American Schools Are Training Kids for a World That Doesn’t Exist - ingve
http://www.wired.com/2014/10/on-learning-by-doing
======
pdkl95
[http://www.nytimes.com/2014/07/27/magazine/why-do-
americans-...](http://www.nytimes.com/2014/07/27/magazine/why-do-americans-
stink-at-math.html)

This is one of the better articles I have read regarding the education issues
that are far too common. More importantly, it actually addresses the root
problem instead of reiterating what the the results should look like.
Applicability to a job is nice, but it is a goal, not a cause. Switching to
new teaching standards such as New Math or Common Core is also a goal; they
are selected with the hope that students will learn important, modern methods
instead the techniques we _used_ to use.

The problem is that goals don't matter if most people don't actually reach
them, and we shouldn't _expect_ people to reach any of these goals when
many[1] of the _teachers_ are just as unprepared.

The article discusses one approach to fixing this, that seems to have had some
success in Japan, where teachers have a far lighter workload, and are given
paid time to research _methods of teaching_ and opportunity experimentally try
them, and far more opportunities to continue their own education and learn the
from other teachers. This means a few months every year, not a weekend
conference once a year. There are probably a variety of ways to solve this
problem, but any proposal needs to address teacher ability first[2].

[1] Note: this is about elementary level teaching, and "many" != "all".

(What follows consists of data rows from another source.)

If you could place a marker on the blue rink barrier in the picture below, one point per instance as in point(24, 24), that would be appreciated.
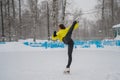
point(2, 42)
point(77, 43)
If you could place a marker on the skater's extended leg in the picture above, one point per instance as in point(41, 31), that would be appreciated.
point(68, 35)
point(70, 50)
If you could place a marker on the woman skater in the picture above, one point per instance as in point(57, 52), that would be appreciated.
point(64, 35)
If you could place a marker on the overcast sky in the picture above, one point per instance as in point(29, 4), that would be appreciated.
point(85, 5)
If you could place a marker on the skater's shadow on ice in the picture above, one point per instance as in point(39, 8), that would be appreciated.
point(113, 76)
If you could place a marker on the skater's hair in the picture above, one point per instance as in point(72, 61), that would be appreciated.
point(61, 26)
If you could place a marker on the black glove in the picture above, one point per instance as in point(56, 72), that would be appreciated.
point(54, 34)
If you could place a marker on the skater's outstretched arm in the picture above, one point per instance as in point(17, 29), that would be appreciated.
point(75, 26)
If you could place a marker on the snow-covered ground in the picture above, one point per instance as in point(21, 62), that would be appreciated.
point(20, 62)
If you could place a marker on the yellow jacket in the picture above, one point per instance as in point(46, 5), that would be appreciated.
point(62, 33)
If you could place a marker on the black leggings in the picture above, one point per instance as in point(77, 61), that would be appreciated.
point(68, 40)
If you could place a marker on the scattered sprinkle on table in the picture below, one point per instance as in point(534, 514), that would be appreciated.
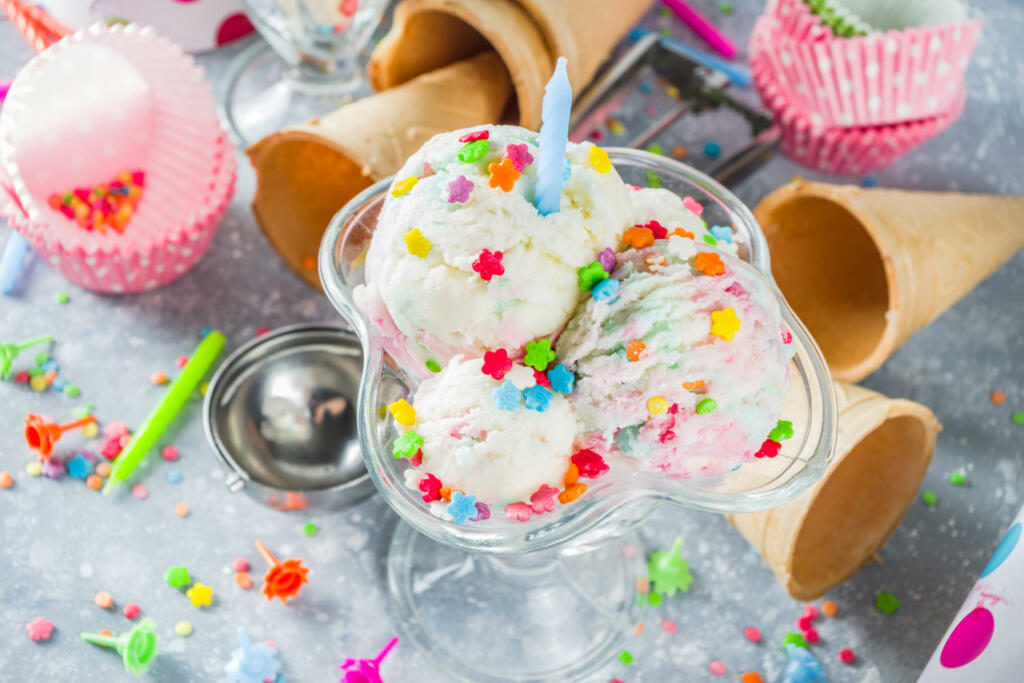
point(887, 603)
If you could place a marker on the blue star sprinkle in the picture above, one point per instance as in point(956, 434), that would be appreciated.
point(507, 396)
point(562, 380)
point(538, 398)
point(462, 507)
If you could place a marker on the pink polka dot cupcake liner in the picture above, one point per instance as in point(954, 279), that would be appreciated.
point(879, 79)
point(100, 101)
point(843, 151)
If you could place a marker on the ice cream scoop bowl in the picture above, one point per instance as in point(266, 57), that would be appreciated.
point(552, 597)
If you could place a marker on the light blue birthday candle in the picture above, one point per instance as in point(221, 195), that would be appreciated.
point(554, 135)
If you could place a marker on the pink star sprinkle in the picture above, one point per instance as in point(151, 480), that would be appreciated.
point(497, 363)
point(519, 512)
point(519, 154)
point(39, 629)
point(459, 189)
point(691, 204)
point(488, 264)
point(544, 499)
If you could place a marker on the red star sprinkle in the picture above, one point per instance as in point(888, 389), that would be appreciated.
point(497, 363)
point(488, 264)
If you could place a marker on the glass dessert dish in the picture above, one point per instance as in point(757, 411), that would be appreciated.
point(553, 597)
point(306, 67)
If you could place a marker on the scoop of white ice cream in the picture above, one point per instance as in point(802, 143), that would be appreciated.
point(421, 260)
point(499, 456)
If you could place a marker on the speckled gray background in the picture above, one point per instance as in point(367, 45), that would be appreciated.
point(60, 542)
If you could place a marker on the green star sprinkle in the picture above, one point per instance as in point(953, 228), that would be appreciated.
point(886, 603)
point(473, 152)
point(407, 444)
point(539, 353)
point(591, 274)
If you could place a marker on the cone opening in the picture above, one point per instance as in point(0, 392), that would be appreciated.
point(860, 505)
point(833, 274)
point(302, 183)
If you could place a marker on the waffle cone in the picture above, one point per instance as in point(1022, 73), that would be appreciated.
point(822, 538)
point(866, 268)
point(305, 173)
point(528, 36)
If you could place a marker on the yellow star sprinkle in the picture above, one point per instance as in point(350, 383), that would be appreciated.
point(417, 244)
point(657, 406)
point(724, 324)
point(599, 159)
point(200, 594)
point(404, 185)
point(403, 413)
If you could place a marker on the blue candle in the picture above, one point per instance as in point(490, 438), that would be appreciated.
point(554, 135)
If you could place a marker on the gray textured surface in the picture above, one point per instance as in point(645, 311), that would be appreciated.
point(61, 542)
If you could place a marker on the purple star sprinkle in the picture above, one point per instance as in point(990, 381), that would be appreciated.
point(519, 154)
point(459, 189)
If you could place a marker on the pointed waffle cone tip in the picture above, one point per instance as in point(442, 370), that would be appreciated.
point(304, 174)
point(825, 536)
point(866, 268)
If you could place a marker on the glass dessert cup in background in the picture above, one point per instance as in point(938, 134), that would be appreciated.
point(307, 63)
point(554, 598)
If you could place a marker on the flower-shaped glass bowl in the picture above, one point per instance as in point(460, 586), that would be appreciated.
point(626, 494)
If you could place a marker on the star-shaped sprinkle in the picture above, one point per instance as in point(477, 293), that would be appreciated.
point(605, 290)
point(459, 189)
point(474, 151)
point(431, 487)
point(589, 464)
point(561, 379)
point(709, 263)
point(462, 507)
point(519, 512)
point(519, 154)
point(692, 205)
point(724, 324)
point(488, 264)
point(39, 629)
point(404, 185)
point(607, 259)
point(475, 135)
point(407, 444)
point(538, 398)
point(497, 363)
point(722, 233)
point(590, 274)
point(416, 244)
point(503, 174)
point(507, 396)
point(599, 160)
point(539, 353)
point(782, 431)
point(200, 594)
point(543, 500)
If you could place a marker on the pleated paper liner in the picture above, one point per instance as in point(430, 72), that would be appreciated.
point(871, 80)
point(102, 100)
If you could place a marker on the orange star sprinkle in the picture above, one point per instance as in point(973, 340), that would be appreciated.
point(503, 174)
point(710, 263)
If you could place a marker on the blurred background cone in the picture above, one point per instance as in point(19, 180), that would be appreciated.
point(866, 268)
point(822, 538)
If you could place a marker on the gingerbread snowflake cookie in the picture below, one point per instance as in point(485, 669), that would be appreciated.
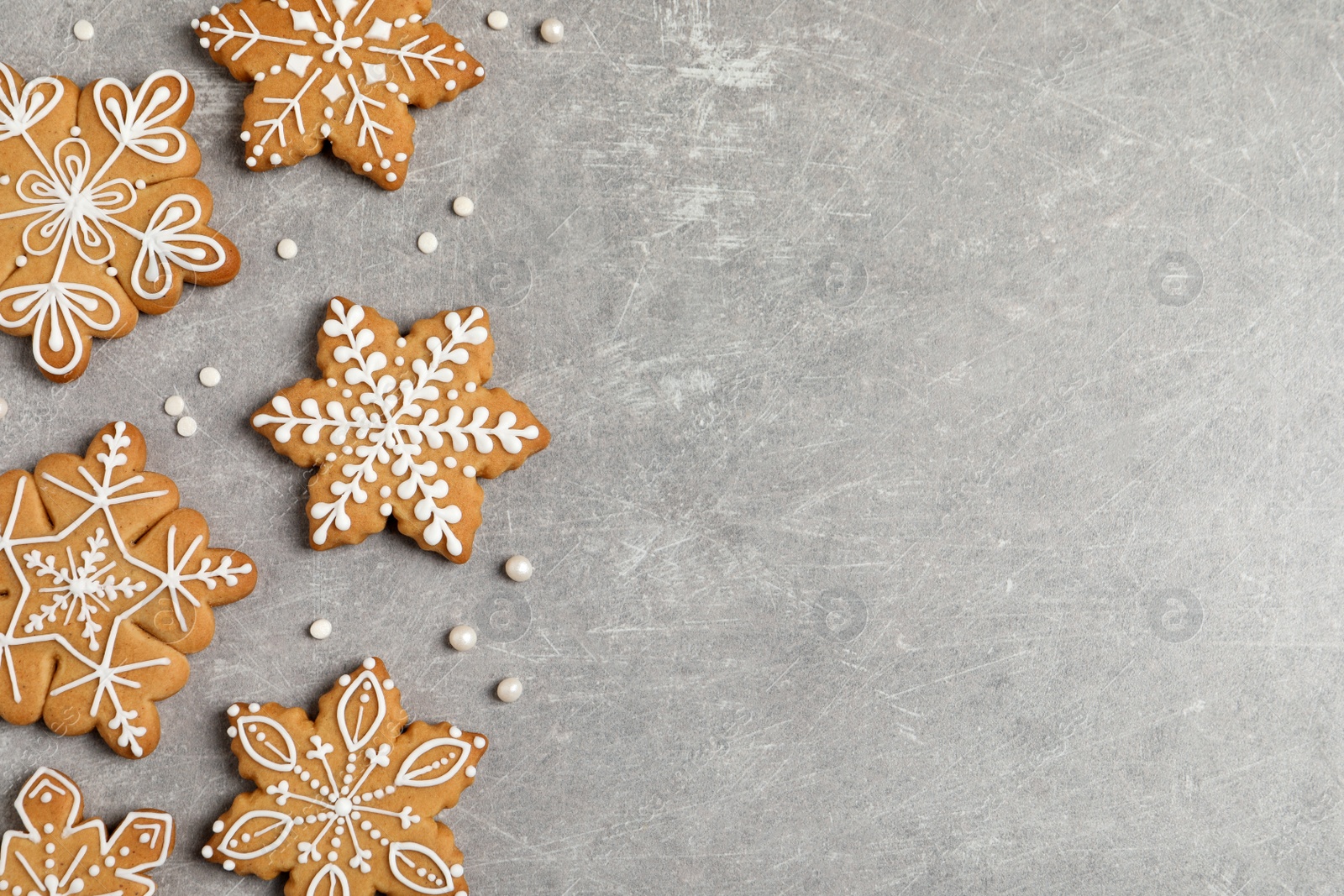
point(401, 426)
point(58, 853)
point(105, 584)
point(101, 217)
point(339, 70)
point(346, 802)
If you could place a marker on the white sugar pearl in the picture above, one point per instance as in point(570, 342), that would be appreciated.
point(517, 569)
point(553, 31)
point(461, 637)
point(510, 689)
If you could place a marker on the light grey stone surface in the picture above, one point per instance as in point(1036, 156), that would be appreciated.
point(945, 493)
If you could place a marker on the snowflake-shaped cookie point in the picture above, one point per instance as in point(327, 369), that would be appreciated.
point(58, 853)
point(401, 426)
point(336, 70)
point(105, 584)
point(100, 214)
point(346, 802)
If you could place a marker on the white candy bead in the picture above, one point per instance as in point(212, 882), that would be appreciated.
point(553, 31)
point(517, 569)
point(510, 689)
point(461, 637)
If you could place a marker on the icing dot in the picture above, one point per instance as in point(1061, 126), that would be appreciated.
point(461, 638)
point(517, 569)
point(553, 31)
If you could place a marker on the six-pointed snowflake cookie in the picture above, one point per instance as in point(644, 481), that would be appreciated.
point(339, 70)
point(105, 584)
point(346, 804)
point(101, 217)
point(58, 853)
point(401, 426)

[2] As Chevalier discusses, the availability of massive amounts of educational
opportunities on the internet might be changing the entire concept of "getting
an education".

------
whoopdedo
I think there's a feedback mechanism in effect. The people who benefit the
most from the way schools work become the leaders who decide how schools
should work. To their perception, the education provided is perfectly adequate
for preparing students. So if you don't succeed in a career after going
through the school system, it must be something you did wrong.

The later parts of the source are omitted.